Franklin County Master Gardener Donna Berard, however, can sit back and indulge in air-conditioned comfort wearing a well-earned Cheshire Cat grin, while the rest of us chafe at the chore.  Back in 2003, after experiencing a second year of drought conditions and tired of having to deal with all the watering work as a consequence, Donna researched Xeriscaping, or the science of water-wise landscaping and then replaced a perennial bed, applying all she had learned.

Donna regularly teaches the principles of xeriscaping at a spring workshop, but until this year, attendees had to engage in a road trip to Donna's Garden, to see what one looked like.

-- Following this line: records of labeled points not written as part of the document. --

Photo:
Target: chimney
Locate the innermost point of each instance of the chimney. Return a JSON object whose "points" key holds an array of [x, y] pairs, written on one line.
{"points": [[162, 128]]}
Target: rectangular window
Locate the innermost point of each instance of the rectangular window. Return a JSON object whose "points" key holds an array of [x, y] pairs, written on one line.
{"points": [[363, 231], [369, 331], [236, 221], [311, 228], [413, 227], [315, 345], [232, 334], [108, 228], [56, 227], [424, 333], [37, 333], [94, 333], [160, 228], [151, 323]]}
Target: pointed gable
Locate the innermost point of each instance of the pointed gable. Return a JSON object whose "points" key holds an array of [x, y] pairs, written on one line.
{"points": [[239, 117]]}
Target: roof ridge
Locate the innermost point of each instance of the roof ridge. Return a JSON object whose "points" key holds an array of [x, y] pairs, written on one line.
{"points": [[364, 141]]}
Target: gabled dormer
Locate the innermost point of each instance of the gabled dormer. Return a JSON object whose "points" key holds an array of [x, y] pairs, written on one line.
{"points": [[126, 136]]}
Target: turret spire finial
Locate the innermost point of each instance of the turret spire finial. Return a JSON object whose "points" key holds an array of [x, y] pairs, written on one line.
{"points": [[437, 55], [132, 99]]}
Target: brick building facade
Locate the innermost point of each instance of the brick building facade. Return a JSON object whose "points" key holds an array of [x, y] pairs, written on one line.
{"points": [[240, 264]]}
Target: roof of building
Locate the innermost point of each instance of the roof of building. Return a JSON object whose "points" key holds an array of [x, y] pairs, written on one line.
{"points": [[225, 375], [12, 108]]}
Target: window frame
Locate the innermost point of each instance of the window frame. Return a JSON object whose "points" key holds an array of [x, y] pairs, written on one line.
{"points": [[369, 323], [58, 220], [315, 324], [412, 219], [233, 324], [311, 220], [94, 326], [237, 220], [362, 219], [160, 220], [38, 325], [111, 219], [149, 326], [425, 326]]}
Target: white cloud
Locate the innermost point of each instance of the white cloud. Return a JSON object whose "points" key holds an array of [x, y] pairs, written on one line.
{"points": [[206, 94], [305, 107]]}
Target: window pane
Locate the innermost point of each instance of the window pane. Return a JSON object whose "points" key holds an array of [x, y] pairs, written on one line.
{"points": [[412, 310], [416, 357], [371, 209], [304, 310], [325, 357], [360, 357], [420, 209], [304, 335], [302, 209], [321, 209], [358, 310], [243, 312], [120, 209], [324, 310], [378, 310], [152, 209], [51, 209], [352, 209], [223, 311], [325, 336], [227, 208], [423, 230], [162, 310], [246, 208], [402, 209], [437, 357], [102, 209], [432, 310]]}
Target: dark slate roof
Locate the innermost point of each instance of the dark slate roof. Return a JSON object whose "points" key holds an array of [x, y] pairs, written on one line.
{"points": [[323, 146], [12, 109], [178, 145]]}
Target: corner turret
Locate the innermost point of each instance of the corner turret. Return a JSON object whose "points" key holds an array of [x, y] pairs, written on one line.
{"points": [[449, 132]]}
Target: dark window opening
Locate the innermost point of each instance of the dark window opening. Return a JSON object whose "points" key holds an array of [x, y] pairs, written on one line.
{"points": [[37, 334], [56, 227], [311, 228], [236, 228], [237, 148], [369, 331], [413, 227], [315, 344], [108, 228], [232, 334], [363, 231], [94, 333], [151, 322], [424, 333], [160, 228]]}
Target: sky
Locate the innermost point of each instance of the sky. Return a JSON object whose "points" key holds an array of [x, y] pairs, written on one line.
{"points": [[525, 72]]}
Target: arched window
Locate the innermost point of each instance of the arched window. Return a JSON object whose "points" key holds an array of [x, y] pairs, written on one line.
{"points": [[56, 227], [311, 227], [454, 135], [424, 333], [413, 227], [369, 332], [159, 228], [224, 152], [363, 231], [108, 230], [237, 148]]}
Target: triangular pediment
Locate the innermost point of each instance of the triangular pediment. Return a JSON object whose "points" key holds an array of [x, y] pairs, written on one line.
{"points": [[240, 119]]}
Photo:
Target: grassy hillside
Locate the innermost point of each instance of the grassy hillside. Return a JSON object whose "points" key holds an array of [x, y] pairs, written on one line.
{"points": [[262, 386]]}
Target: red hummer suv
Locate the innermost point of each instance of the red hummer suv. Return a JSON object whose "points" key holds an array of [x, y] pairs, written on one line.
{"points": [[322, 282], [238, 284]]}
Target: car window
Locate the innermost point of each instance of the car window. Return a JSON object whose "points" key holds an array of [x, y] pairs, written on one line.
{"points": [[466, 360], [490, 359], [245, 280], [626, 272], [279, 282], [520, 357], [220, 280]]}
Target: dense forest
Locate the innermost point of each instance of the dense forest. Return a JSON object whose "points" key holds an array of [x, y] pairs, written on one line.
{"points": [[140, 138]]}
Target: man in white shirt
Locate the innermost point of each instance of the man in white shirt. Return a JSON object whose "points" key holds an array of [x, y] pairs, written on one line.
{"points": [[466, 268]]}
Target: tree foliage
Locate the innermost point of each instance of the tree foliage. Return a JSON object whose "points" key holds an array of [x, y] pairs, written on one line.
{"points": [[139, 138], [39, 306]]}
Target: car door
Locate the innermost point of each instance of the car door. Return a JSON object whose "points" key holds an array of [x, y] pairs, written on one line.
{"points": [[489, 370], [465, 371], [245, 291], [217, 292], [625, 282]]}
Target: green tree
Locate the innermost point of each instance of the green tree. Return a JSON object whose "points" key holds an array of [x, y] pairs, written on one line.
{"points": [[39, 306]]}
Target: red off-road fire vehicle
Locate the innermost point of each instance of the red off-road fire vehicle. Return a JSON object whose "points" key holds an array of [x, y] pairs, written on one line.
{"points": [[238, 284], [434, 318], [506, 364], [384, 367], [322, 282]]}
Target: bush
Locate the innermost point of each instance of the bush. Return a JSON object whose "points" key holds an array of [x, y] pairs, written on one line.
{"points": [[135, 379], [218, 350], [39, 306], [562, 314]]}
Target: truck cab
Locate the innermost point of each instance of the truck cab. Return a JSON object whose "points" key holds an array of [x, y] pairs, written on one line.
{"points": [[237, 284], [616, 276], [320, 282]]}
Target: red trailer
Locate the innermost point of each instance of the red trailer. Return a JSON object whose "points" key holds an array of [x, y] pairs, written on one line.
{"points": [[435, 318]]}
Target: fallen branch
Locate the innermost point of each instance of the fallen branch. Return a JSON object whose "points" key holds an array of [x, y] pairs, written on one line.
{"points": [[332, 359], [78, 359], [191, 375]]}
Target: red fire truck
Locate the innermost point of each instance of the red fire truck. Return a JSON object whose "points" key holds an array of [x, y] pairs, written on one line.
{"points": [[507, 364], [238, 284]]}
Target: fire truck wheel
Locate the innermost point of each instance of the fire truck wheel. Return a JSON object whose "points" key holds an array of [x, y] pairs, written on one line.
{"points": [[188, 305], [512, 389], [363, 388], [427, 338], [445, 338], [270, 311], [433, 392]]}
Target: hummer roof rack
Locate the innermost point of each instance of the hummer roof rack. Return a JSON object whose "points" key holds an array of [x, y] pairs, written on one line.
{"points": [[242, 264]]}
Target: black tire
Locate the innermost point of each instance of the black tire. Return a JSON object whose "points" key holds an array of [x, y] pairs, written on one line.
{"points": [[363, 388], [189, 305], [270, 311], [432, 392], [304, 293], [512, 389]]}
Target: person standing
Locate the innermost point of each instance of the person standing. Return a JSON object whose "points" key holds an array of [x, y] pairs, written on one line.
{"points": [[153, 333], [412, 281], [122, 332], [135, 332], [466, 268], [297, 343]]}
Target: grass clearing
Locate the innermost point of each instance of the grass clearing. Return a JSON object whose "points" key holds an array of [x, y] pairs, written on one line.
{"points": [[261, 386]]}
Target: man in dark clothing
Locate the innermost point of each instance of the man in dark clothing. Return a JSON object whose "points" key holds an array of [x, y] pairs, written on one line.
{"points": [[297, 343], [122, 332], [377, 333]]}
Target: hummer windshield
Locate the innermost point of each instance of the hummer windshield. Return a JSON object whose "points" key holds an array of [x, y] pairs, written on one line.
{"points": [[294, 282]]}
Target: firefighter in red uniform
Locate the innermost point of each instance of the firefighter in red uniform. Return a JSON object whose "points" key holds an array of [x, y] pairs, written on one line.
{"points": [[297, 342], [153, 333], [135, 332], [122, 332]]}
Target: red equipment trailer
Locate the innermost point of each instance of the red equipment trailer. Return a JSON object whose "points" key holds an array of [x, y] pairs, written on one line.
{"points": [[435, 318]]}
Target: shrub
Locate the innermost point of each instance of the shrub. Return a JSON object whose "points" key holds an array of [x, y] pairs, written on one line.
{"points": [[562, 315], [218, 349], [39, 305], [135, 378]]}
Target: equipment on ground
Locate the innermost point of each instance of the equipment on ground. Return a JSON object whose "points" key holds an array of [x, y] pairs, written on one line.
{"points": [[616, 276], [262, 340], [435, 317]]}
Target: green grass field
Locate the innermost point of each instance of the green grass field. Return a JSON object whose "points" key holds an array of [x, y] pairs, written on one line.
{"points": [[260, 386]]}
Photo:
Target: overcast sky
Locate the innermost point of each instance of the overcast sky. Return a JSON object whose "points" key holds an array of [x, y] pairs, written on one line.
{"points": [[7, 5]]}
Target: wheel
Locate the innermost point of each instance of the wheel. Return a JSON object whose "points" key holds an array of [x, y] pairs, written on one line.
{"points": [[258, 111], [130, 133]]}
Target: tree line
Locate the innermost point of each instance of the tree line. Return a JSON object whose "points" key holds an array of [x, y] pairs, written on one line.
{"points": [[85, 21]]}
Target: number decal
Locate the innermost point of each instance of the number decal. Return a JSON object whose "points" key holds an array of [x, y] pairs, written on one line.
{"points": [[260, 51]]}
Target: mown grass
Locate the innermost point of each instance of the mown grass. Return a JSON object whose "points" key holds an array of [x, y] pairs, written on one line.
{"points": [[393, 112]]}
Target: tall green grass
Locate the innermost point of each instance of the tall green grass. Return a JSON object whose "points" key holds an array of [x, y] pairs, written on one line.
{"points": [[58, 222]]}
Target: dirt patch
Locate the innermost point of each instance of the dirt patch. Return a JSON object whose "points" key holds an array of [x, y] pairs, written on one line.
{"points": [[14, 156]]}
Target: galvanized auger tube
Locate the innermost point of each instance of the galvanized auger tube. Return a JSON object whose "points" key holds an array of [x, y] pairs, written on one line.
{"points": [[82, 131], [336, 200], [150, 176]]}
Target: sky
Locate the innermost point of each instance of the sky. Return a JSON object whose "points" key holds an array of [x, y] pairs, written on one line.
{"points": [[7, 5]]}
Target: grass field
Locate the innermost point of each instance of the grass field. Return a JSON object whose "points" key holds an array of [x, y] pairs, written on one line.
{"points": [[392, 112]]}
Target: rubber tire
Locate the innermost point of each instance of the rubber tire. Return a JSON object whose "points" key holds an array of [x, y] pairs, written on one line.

This is how Donna described her drought tolerant garden for an item in the news column last year:
A sturdy boxwood hedge, with its waxy leaves, provides the structure for the garden and several ornamental grasses, including, small blue festucas, maiden grass, little bluestem, and porcupine grass, anchor the other plantings. Both the grasses and boxwoods are well established and show great tolerance for the dry weather.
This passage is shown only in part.